Strange things have happened to bluejeans, it seems.
They were supposed to be practical; then they were fashionable. They were supposed to be cheap; then they weren’t. They were supposed to be a niche item; then they were everywhere (shown here).
That left filmmaker Anna Lee Strachan with a logical question: “Why is everyone in the world walking around in the same pair of pants?”
So she created “Riveted: The History of Jeans,” which debuts at 9 p.m. Monday (Feb. 7), to open PBS’ “American Experience” season. It tells of changes that kept surprising people.
One jolt came in 1999, fashion historian Emma McClendon told the Television Critics Association, when Tom Ford priced a pair at $2,800. “But what shocked everybody even more is that the jeans sold out.”

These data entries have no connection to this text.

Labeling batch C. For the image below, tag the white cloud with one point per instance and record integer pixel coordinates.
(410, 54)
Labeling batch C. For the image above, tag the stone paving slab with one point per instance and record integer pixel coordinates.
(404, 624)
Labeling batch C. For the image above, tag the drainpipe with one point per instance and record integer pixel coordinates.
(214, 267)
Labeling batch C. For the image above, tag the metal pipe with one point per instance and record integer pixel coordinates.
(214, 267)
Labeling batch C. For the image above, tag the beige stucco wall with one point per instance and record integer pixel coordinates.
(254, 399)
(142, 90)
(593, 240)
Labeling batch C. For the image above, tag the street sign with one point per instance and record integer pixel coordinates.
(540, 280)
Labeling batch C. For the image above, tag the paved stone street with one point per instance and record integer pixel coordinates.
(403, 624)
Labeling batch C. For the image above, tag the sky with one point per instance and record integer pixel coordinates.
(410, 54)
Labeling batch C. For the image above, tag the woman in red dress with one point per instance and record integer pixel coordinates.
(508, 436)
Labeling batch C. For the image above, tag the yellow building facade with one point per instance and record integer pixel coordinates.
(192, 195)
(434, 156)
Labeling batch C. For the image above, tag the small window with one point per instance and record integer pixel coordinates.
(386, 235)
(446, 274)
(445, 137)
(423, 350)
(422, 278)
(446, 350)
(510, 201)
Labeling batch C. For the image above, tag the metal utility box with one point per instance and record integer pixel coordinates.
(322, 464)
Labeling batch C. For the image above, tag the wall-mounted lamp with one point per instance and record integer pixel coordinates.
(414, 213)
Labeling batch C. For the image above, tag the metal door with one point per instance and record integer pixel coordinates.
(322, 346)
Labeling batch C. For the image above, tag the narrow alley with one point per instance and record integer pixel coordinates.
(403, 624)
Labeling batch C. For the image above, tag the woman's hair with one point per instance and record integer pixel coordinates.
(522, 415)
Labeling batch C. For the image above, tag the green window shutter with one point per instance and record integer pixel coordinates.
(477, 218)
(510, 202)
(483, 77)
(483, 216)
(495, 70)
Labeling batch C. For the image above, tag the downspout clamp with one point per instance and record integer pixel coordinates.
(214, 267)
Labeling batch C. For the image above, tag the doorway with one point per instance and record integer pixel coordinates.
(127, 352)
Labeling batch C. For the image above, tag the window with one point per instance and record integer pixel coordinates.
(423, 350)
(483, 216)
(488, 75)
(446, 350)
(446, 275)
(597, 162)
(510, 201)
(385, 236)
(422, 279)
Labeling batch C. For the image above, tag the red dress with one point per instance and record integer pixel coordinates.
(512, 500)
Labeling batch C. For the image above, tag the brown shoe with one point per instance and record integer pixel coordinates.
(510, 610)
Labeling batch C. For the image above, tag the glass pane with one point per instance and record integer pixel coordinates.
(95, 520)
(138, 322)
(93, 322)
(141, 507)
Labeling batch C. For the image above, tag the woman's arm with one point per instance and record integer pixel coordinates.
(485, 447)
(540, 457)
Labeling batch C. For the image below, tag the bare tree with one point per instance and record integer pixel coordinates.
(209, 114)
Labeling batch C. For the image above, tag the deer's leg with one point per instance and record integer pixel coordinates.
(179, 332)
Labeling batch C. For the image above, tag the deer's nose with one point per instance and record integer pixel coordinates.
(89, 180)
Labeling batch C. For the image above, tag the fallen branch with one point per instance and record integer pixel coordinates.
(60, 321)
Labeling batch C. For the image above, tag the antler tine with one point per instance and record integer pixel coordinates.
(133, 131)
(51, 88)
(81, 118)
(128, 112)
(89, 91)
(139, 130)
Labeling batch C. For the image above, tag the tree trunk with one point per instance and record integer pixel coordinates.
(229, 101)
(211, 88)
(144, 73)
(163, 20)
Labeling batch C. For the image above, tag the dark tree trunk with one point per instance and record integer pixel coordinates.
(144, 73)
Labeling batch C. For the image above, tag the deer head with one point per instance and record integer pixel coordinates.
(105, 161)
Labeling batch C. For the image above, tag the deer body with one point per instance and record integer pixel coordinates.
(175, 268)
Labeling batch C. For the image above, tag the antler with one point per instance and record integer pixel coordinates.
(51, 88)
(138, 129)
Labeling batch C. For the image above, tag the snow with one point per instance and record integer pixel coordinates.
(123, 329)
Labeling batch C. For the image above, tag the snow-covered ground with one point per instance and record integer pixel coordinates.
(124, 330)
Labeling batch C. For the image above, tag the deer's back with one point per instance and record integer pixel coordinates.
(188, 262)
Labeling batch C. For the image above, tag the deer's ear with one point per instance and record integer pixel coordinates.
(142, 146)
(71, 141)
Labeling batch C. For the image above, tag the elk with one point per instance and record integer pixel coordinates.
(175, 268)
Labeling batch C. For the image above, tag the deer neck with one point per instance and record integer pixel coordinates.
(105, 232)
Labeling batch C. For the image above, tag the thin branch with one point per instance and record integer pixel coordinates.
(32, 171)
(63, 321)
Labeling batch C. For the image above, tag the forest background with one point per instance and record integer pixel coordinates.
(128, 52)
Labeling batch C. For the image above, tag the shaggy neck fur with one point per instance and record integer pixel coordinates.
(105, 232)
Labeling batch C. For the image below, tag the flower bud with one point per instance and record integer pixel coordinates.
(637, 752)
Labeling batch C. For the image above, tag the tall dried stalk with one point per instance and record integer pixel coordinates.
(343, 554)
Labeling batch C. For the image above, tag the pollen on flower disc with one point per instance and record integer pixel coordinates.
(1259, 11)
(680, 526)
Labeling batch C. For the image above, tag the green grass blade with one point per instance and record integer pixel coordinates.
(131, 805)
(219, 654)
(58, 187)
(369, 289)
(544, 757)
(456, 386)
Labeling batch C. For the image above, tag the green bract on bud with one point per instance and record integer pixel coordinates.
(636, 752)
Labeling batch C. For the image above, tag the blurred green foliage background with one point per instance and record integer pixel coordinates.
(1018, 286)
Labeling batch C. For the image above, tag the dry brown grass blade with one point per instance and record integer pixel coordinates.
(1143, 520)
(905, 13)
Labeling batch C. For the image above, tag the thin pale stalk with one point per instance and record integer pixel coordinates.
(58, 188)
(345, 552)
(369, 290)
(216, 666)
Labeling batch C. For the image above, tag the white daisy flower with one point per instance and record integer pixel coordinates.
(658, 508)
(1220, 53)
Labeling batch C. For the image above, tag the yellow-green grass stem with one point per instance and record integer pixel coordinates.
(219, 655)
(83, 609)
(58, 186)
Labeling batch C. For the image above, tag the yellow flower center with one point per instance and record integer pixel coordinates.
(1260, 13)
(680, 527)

This was the exact opposite of the birth of bluejeans.
At first, people just wore them because they had to. Denim jeans were worn by slaves, laborers, cowboys, farmers – people who did tough work and needed something to last forever. But then …
Tanisha Ford, now a history professor at City University of New York, recalls when she was working on her dissertation. “I came across a photograph of two sisters” in the Mississippi civil-rights struggle. “They were wearing denim overalls at the march in Washington. And it blew my mind.”
Most images of the march, she said, had “people dressed in their Sunday best.” But now protestors were deliberately wearing the same type of pants their ancestors had during slavery.
She eventually traced a “long history of jeans as a symbol of racial protests within Black communities, from the early civil rights movement through the hip hop generation.”
There was another side, she said. Entering the workplace after getting her master’s degree in 2005, she was suddenly paying from $120 to $200 for a single pair. Other Black women were also buying such jeans “because they were a sign that we were fulfilling our elders’ dreams of professionalism.”
Along the way, strange things were happening to jeans. They ranged from skinny legs to bell-bottoms. They were ripped (usually by machine in a calculated pattern, McClendon said) and faded.
Still, some things remain unchanged, including this: Bluejeans usually remain blue.
That began simply because indigo dye was so readily available. Denim could be any color now, but blue remains dominant. “Humans really seem to like blue,” Strachan said. “The other reason may be that blue is really good at hiding dirt.”
Then again, some of these people never get near dirt. They wouldn’t want their denim to get dirty, their ripped jeans to get ripped.